The elevator arrives in the basement, allowing Gorski to kill most of the Syngenors. When the last one attacks Nick, she tries to kill them both, but it then attacks her instead. The energy weapon goes off in their direction while they struggle, seemingly killing them. Nick and Susan return to the museum and confront the now-insane Carter. As he rants nonsensically, Gorski - fused with the Syngenor into a grotesque creature by the energy weapon's radiation - appears. She kills Carter and attacks Nick and Susan, but when Susan realizes water is the Syngenors' weakness, they activate the fire alarm, triggering a sprinkler that melts the creature.

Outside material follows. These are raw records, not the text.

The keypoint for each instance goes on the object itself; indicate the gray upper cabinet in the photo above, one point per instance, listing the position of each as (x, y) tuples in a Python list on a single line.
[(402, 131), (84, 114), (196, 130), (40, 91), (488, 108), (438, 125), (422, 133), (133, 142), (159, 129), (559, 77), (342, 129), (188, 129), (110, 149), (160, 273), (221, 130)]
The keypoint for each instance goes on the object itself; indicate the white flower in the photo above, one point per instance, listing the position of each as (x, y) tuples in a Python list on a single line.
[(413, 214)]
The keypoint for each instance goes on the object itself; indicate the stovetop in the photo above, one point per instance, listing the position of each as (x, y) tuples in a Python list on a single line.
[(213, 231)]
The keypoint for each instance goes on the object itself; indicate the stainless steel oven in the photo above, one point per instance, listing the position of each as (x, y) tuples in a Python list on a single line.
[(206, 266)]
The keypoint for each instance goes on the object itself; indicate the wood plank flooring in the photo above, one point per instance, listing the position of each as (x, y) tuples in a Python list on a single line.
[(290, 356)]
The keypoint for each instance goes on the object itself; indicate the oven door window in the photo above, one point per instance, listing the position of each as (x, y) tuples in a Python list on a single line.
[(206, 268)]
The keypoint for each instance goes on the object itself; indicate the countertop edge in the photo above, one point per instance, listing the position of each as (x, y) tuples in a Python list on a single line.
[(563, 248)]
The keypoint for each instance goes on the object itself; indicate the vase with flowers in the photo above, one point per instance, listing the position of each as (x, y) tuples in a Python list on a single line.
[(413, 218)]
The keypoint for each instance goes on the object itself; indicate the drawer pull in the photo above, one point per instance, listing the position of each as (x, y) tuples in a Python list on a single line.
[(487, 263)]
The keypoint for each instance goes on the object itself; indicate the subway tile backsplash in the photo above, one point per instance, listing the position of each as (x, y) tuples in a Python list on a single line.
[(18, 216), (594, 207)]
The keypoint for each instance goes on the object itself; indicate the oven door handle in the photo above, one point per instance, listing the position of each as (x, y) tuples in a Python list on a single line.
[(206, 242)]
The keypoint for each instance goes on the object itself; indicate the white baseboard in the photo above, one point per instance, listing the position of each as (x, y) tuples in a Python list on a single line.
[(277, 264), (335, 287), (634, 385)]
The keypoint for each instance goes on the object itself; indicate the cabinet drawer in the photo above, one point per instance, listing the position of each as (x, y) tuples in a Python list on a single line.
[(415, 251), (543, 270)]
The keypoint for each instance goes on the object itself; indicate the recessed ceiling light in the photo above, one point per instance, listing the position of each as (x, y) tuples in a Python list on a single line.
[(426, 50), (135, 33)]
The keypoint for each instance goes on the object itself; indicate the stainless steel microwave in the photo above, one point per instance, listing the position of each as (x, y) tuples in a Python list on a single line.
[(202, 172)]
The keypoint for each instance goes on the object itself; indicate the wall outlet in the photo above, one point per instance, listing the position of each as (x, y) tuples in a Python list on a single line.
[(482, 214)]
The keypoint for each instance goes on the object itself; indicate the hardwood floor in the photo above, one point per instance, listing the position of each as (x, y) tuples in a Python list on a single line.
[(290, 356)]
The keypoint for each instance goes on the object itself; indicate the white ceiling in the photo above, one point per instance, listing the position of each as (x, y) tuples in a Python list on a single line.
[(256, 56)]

With Ethan avenged and the Syngenors all dead, Nick and Susan leave Norton Cyberdyne. Some time later, the prototype Syngenor in the museum awakens and prepares to break out of its display case.

==Cast==
- Starr Andreeff as Susan Valentine
- Mitchell Laurance as Nick Carey
- David Gale as Carter Brown
- Charles Lucia as Stan Armbrewster
- Riva Spier as Paula Gorski
- Jeff Doucette as David Greenwait
- Bill Gratton as Leo Rossell
- Lewis Arquette as Ethan Valentine
- Jon Korkes as Tim Calhoun
- Melanie Shatner as Bonnie Brown
- Ken Zavayna as Sam Krebs
- Roy Fegan as Donnie
- Kevin Glover, Lance Kruger, Charles Morrow and Thomas Threw as Syngenor Creatures

==Production==
Producer Jack F. Murphy saw the original Scared to Death and was so impressed with the monster that he wanted to make another film utilizing the same monster design. However, since the first film was so low-budget and rarely seen he wanted to distance this sequel from it in order not to alienate a new potential audience that never heard of the first film. This is why there is no character or plot carry-over from Scared to Death other than the monster. Scared to Death director William Malone was asked and was originally going to direct this sequel. Malone ended up passing on the project as he had an opportunity to direct Creature. However, he participated in creating the film's monster costumes.

==Releases==
Elite Entertainment and Synapse Films both released the film on Region 0 NTSC DVD.

Prism Leisure Corporation released the film on a double sided PAL DVD, the other side showing Progeny.